Astronomen erkannten, dass diese Teilchen beim gelegentlichen Zerfall ein nachweisbares Röntgenphoton emittieren könnten, wenn Dunkle Materie aus sterilen Neutrinos bestünde. Vor rund sieben Jahren berichteten Astronomen über die Entdeckung einer seltsamen, schwachen Emission im Röntgenbereich, die aus Galaxienhaufen stammte, in denen Dunkle Materie vorhanden ist. Sie vermuteten, dass diese Emission die Signatur des sterilen Neutrinos sein könnte. In den folgenden Jahren gab es viele Versuche, um den Nachweis zu bestätigen oder die Beobachtung instrumentellen oder nicht-astronomischen Effekten zuzuschreiben, aber der Erfolg war nur durchwachsen.
Die Astronomen Esra Bulbul und Francesca Civano vom Harvard-Smithsonian Center for Astrophysics (CfA) und ihre Kollegen haben jetzt eine umfassende Archivstudie von Daten des Weltraumteleskops Chandra abgeschlossen, in dessen Rahmen sie nach diesen Emissionen suchten.
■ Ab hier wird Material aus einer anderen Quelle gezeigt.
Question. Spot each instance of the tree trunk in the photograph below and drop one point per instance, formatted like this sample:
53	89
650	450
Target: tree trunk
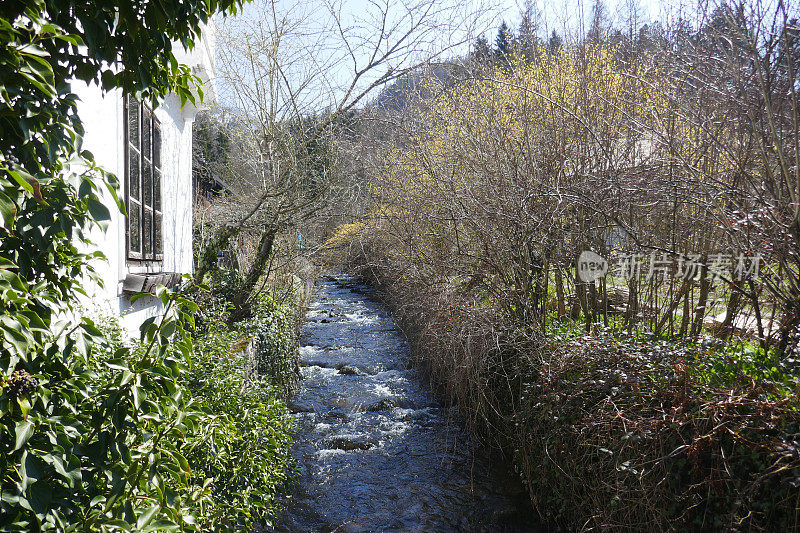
241	300
700	310
730	313
208	258
561	307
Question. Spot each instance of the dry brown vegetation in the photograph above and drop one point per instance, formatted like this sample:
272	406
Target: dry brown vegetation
621	401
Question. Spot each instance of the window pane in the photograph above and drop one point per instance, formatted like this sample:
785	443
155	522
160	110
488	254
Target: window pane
133	173
146	129
157	190
156	144
134	228
158	247
147	184
147	236
133	121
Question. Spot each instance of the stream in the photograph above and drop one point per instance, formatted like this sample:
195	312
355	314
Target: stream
375	449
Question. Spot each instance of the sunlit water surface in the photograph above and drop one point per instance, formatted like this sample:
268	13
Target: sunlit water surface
375	450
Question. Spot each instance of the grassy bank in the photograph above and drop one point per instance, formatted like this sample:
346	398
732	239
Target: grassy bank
611	431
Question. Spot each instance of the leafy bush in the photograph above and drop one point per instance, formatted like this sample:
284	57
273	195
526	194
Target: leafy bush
247	453
93	431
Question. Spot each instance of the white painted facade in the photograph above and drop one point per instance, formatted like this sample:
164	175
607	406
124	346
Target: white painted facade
104	123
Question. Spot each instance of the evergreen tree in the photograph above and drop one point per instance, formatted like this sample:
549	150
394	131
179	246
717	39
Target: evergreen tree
482	52
598	29
503	42
528	28
555	43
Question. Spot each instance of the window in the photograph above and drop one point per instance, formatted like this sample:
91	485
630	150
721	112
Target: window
142	182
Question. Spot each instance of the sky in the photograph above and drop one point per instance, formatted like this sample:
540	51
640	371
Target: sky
325	42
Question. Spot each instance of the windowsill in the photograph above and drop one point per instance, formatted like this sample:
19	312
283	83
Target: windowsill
148	281
133	266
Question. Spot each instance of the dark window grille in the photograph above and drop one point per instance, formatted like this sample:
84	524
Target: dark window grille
143	234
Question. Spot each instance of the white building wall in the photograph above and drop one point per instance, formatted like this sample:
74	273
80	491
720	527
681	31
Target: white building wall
103	119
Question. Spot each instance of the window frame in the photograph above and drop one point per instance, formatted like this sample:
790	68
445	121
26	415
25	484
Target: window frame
150	250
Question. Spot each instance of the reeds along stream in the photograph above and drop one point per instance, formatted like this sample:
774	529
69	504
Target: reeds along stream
375	450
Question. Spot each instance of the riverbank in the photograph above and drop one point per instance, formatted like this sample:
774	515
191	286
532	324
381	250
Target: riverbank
375	449
611	431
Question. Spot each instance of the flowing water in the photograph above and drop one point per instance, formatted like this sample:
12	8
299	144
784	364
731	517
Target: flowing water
375	450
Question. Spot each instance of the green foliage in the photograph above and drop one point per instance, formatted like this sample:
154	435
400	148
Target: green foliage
273	329
248	452
91	430
96	444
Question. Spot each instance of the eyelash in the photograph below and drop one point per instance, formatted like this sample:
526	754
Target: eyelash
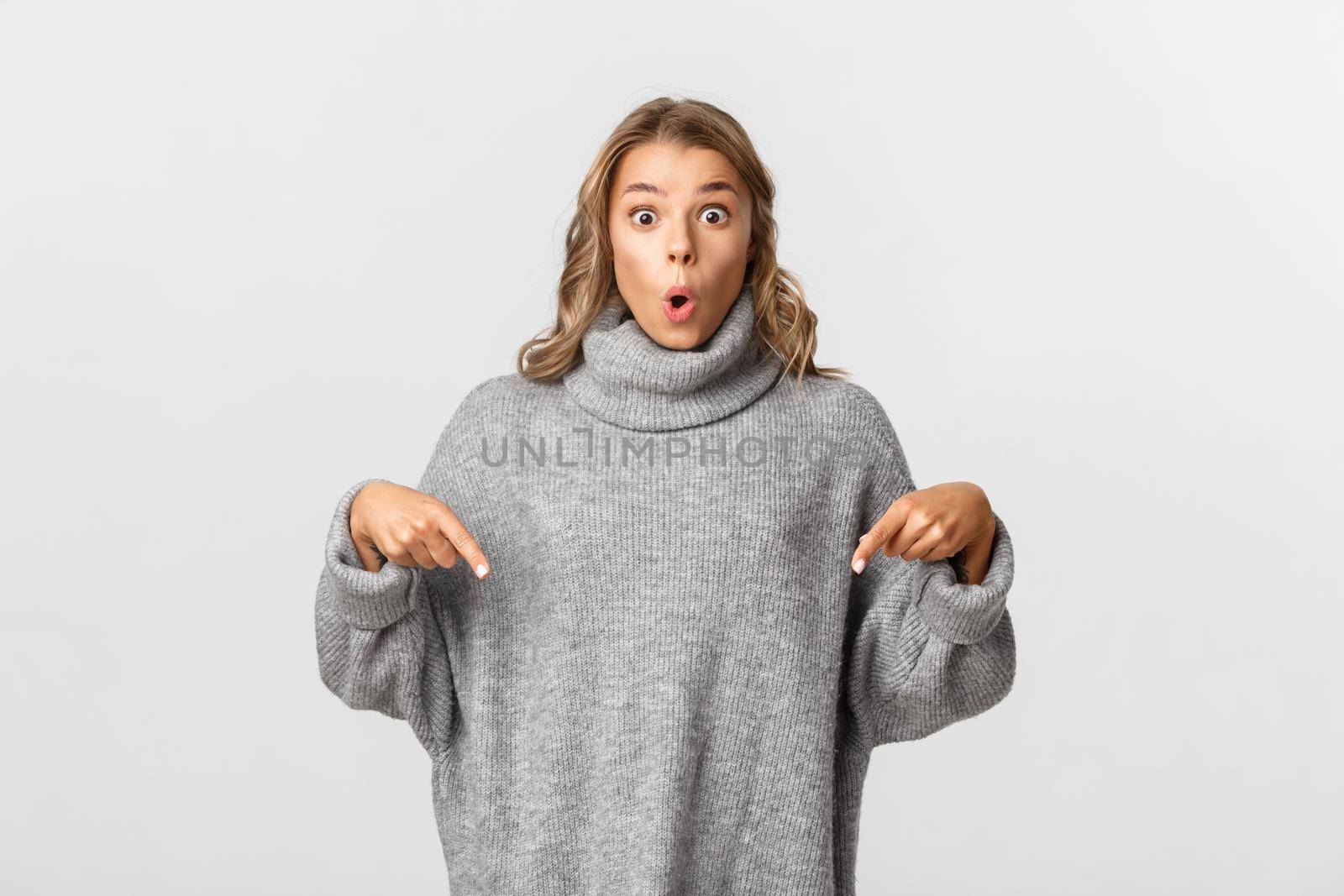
636	211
Sie fanden keine, aber ihre neue Analyse stimmt mit anderen kürzlich veröffentlichten Grenzen überein und limitiert den möglichen Zerfallscharakter des sterilen Neutrinos unter manchen Bedingungen bis um den Faktor Zwei. Aber komplett ausschließen können sie es nicht.
Abhandlung: “Probing the Milky Way’s Dark Matter Halo for the 3.5keV Line” von Dominic Sicilian, Nico Cappelluti, Esra Bulbul, Francesca Civano, Massimo Moscetti und Christopher S. Reynolds, The Astrophysical Journal, 905, 146, 2020.